Software is still “eating” the world
And the same goes in the Quantum space. The phrase coined by the innovator behind the browser (Netscape) and now leading investor at a16z embodies the impact that software driving so much of the innovation we see in modern life whether this is self-driving or Alexa in the home. Marc Andreesen captured the zeitgeist perfectly.
Venture capital companies and for that part many investors typically shy away from hardware. But one area that can be very promising for investors is the Quantum software stack – which could loosely be called the Quantum Operating system. There are other toolsets too, enabling work to happen to quantum processors agnostic to the underlying technology behind the qubits.
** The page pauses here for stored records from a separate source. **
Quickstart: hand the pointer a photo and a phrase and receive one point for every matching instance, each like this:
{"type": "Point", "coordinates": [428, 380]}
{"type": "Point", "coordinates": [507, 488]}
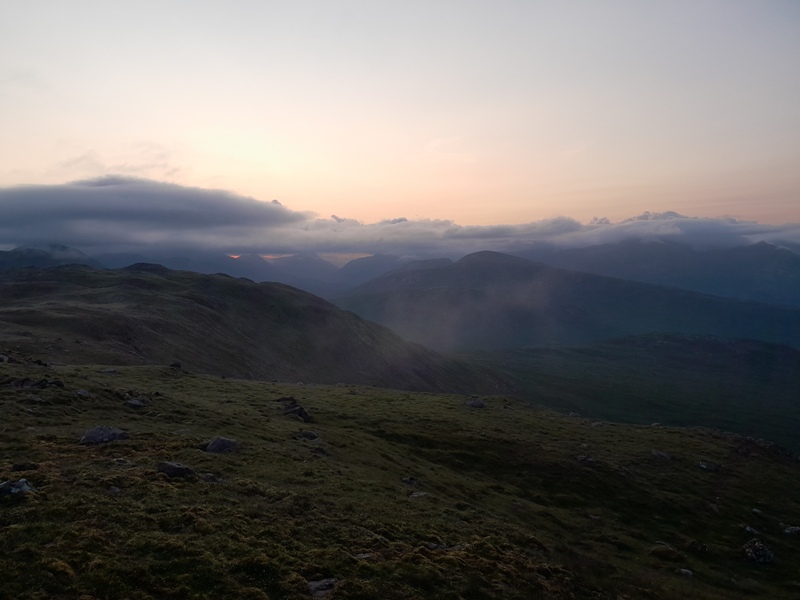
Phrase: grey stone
{"type": "Point", "coordinates": [21, 486]}
{"type": "Point", "coordinates": [102, 434]}
{"type": "Point", "coordinates": [757, 551]}
{"type": "Point", "coordinates": [322, 587]}
{"type": "Point", "coordinates": [172, 469]}
{"type": "Point", "coordinates": [222, 445]}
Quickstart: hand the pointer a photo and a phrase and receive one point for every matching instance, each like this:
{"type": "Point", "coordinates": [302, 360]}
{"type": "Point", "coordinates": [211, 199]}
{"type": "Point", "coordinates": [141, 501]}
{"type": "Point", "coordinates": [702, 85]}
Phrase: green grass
{"type": "Point", "coordinates": [508, 510]}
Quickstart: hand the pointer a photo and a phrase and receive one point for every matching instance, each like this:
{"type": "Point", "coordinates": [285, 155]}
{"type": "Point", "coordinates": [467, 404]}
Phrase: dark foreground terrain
{"type": "Point", "coordinates": [371, 493]}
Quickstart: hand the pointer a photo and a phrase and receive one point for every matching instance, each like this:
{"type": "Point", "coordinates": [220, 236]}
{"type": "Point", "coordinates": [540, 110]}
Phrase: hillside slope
{"type": "Point", "coordinates": [213, 324]}
{"type": "Point", "coordinates": [386, 494]}
{"type": "Point", "coordinates": [489, 300]}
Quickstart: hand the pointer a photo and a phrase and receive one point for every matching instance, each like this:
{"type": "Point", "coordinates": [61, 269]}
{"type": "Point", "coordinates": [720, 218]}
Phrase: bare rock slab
{"type": "Point", "coordinates": [102, 434]}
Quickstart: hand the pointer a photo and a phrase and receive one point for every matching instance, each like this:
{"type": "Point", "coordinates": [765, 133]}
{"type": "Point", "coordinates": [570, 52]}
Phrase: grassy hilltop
{"type": "Point", "coordinates": [505, 501]}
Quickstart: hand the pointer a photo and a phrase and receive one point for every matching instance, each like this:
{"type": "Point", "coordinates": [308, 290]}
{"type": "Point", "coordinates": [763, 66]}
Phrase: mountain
{"type": "Point", "coordinates": [489, 300]}
{"type": "Point", "coordinates": [361, 270]}
{"type": "Point", "coordinates": [745, 386]}
{"type": "Point", "coordinates": [384, 495]}
{"type": "Point", "coordinates": [759, 272]}
{"type": "Point", "coordinates": [214, 324]}
{"type": "Point", "coordinates": [47, 256]}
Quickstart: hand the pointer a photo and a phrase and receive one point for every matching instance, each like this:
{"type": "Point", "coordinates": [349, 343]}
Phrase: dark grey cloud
{"type": "Point", "coordinates": [123, 214]}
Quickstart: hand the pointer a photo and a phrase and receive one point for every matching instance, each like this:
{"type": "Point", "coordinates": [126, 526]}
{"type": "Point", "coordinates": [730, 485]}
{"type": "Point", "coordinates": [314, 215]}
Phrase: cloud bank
{"type": "Point", "coordinates": [123, 214]}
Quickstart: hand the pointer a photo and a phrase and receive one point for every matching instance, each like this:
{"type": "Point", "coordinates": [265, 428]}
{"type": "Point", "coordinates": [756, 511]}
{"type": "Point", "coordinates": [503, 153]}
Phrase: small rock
{"type": "Point", "coordinates": [757, 551]}
{"type": "Point", "coordinates": [26, 466]}
{"type": "Point", "coordinates": [171, 469]}
{"type": "Point", "coordinates": [102, 434]}
{"type": "Point", "coordinates": [322, 587]}
{"type": "Point", "coordinates": [708, 466]}
{"type": "Point", "coordinates": [21, 486]}
{"type": "Point", "coordinates": [792, 530]}
{"type": "Point", "coordinates": [221, 445]}
{"type": "Point", "coordinates": [749, 529]}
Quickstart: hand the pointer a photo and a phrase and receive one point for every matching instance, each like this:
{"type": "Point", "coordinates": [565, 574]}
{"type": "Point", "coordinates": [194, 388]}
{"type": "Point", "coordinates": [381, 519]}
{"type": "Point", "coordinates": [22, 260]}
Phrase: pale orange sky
{"type": "Point", "coordinates": [478, 112]}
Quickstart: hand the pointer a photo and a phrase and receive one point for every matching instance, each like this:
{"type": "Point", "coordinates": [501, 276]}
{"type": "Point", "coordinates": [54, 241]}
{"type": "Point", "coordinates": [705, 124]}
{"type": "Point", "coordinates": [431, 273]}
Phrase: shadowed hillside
{"type": "Point", "coordinates": [213, 324]}
{"type": "Point", "coordinates": [489, 300]}
{"type": "Point", "coordinates": [759, 272]}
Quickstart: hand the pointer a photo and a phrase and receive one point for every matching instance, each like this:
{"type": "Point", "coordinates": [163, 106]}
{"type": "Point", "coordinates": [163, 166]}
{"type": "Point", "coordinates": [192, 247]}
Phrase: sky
{"type": "Point", "coordinates": [428, 115]}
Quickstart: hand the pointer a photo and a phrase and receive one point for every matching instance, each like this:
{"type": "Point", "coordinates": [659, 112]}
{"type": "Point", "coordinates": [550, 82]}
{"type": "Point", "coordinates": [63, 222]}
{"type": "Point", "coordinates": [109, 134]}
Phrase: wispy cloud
{"type": "Point", "coordinates": [123, 213]}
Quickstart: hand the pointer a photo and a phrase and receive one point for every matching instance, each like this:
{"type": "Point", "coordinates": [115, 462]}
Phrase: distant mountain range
{"type": "Point", "coordinates": [759, 272]}
{"type": "Point", "coordinates": [489, 300]}
{"type": "Point", "coordinates": [215, 324]}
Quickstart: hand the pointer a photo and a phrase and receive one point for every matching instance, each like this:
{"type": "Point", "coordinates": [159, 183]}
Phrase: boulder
{"type": "Point", "coordinates": [222, 445]}
{"type": "Point", "coordinates": [757, 551]}
{"type": "Point", "coordinates": [102, 434]}
{"type": "Point", "coordinates": [172, 469]}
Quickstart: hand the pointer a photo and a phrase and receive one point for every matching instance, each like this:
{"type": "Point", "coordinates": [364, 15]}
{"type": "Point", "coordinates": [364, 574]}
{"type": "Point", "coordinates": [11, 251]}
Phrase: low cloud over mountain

Likely these bets can translate into whatever becomes the dominant qubit hardware behind the scenes emerges. A UK based company called RiverLane has been bust creating just that, a Quantum Operating system named Deltaflow.
Qubit Players – A Brief
For investors in public companies, that is companies listed on the stock markets there are only a smattering of companies to choose from. Those companies are typically ones we repeatedly cover here on Quantum Zeitgeist. We have published articles on investment themes in Quantum Companies, but we shall outline a list of public companies that have a connection with quantum – whether direct or indirect (there are some more), but we think these are the main public companies of note.
- IBM (IBM launched the Quantum service on the cloud over 4 years ago). The technology giant has steadily been increasing the number of qubits under its control.
- Intel. The company is the only traditional processor manufacturer that has a quantum development branch. As you’d expect it is working on semi-conducting based qubits – where its expertise lies.
- Google. Google has been very vocal with its achievement of quantum supremacy but has lost one its key research leaders behind the quantum project. It also has backed its own quantum language called Cirq. It is steadily moving to the cloud and positioning itself as Quantum cloud ready.
- Microsoft. The company is no longer working on its own qubit technology (as far as we can see). But is has launched its own Azure Quantum cloud effort which is proving popular as more traditional corporate clients are “dipping their toes” and exploring quantum.
- Amazon. News circulates that Amazon may spin-off it’s popular platform technology solution AWS which has the leading market share for cloud. It should therefore come as no surprise that Amazon wants to maintain their lead as the cloud provider of choice with their Bra Ket Quantum Service.
- Honeywell. Traditionally not one of the tech-players, it has enormous expertise in control systems which it has put to good use in the creation of Ion Trap quantum systems – the power of which correlates well with IBM.
If the technology boom continues apace then we will likely see the quantum investment environment thrive too as capital seeks better and more productive returns.
The future of 2021
We think that interest in Quantum computing will certainly accelerate in 2021 and beyond. We are still in the very early days of the field with many unknowns and technical problems to be solved.